Operation Mulungusi…a review

An analysis of Operation Mulungusi by Patrick Mangeni wa’Ndeda.

By Joan M Kivanda

Patrick Mangeni wa’Ndeda is an engaging, accomplished and celebrated writer, poet and playwright from present-day Uganda1.  He has written a number of community theatre plays including At all costs, Sando, Cold Potatoes, The Kiss, The Virgin, The prince and Operation Mulungusi. He is currently a Senior Lecturer at Makerere’s department of Music, Dance and Drama, the same school he received his initial training in theatre. He earned his MA in theatre studies at the University of Leeds, where he wrote Operation Mulungusi in 1990. Later he finished his PhD in Applied Theatre from Griffith University, Australia where Jane Musoke-Nteyafas caught up with him for an interview that I will draw from for my discussion of Operation Mulungusi. Dr. Mangeni, as known by his Peers, has hosted a series of programs as well as written plays for both radio and television. He has directed more than seven theatrical productions in Uganda, Kenya, and Norway. His play Operation Mulungusi won the National Book Trust of Uganda Award (NABOTU) in 2000 and he was nominated for the Uganda Literature Prize 20012. Some of his influences include Shakespeare, Tawfik Alhakim, Francis Imbuga, Anton Chekhov, John Ruganda, Ibsen and Rose Mbowa to whom this play is dedicated.

Operation Mulungusi.

Operation mulungusi was a code name for the invasion of Tanzania by the Ugandan ruler Idi Amini in the 1980’s. Martin Banham of Leeds University writes in his review of Dr. Mangeni’s Operation Mulungusi that he, Mangeni used “this act of aggression and immorality [referring to operation mulungusi] to stand as a symbol for a wider moral corruption in Ugandas society” (Benham, et all. 259).  In Mangeni’s play, operation Mulungusi is blamed as the cause for the cacophony that enveloped the play’s world. Ejoni, a character in the play explains to Bure that operation mulungusi is where all “troubles started” (47); the trouble that has trickled down generations to befall on an “innocent” Pastor with dreams of going abroad. In the play, operation mulungusi is tagged as the source for superstation witchcraft that fated Uganda’s soldiers who went to Tanzania and “returned from [this] battlefield having looted whatever they lay their hands on”(Bure 47) ; The soldiers are said to have eaten stolen cows from a Tanzania Muziba: “the godfather of mischief” (Ejoni, 48) and were cursed in return to die a terrible death with symptoms much like those of HIV/AIDS. Bure, a more educated catholic priest in the play who we are supposed to listen to, explains to Ejoni and the audience that the curse was not a curse at all, it was the spreading of HIV/AIDS, which leads me to wonder, is Dr. Mangeni suggesting that the spread of AIDS in Uganda is the results of operation mulungusi? Or is it perhaps the results of the culture of war and rape? Either way, it’s an interesting phenomenal worth considering.
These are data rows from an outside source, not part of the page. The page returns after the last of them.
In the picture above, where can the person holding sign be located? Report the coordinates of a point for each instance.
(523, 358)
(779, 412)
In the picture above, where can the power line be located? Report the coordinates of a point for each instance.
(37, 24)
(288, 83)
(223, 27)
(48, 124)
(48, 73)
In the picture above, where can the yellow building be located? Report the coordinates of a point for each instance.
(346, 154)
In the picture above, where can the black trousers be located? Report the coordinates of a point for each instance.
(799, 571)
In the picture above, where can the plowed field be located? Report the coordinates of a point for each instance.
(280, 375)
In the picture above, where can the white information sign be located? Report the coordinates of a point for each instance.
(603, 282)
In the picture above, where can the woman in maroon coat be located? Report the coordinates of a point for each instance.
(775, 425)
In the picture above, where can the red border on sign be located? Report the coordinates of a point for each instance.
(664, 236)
Operation Mulungusi is at its core a morality play:

A morality play is one that has a strong message for its audience. In this play it’s mostly the character Hope that carries the message: “the future must live beyond us” (91), she says, suggesting that the people of Uganda needs to put the past behind and focus on the future. Hope, appropriately named, carries the message of hope for the play: a hope for the characters in the play and hope for the People of Uganda. At the end of the play Hope says “a positive attitude towards our life will benefit those to come, and in this way we would have lived our future” (91); and that is essentially the message that Dr. Mangeni wants to put out to his audience as he re-illiterates it in an interview that: “Operation Mulungusi, apart from exploring the myth of Aids in the context of faith, gender and Idi Amin’s military expeditions, it is partly intended as a metaphor of human fragility and the triumph of hope” (Interview with Musoke-Nteyafas)

Most Morality plays tend to have moments of “instructions” – moments where one can hear the author’s voice speak quite clearly on what is wrong and what is right and this play is no exceptions:  On page 13 Mama says: “ very often people without principles are less ambitious and are therefore likely to cause less problem” which comes out as a moral instruction rather than a line in conversation. Western dramaturgy and playwrights, particularly in Canada calls these instructions expository – a cheap way of passing information to the audience. In fact I have no doubt that if this play was edited within the Canadian context, all these instructional lines would’ve been cut, making Operation Mulungusi a completely different kind of play.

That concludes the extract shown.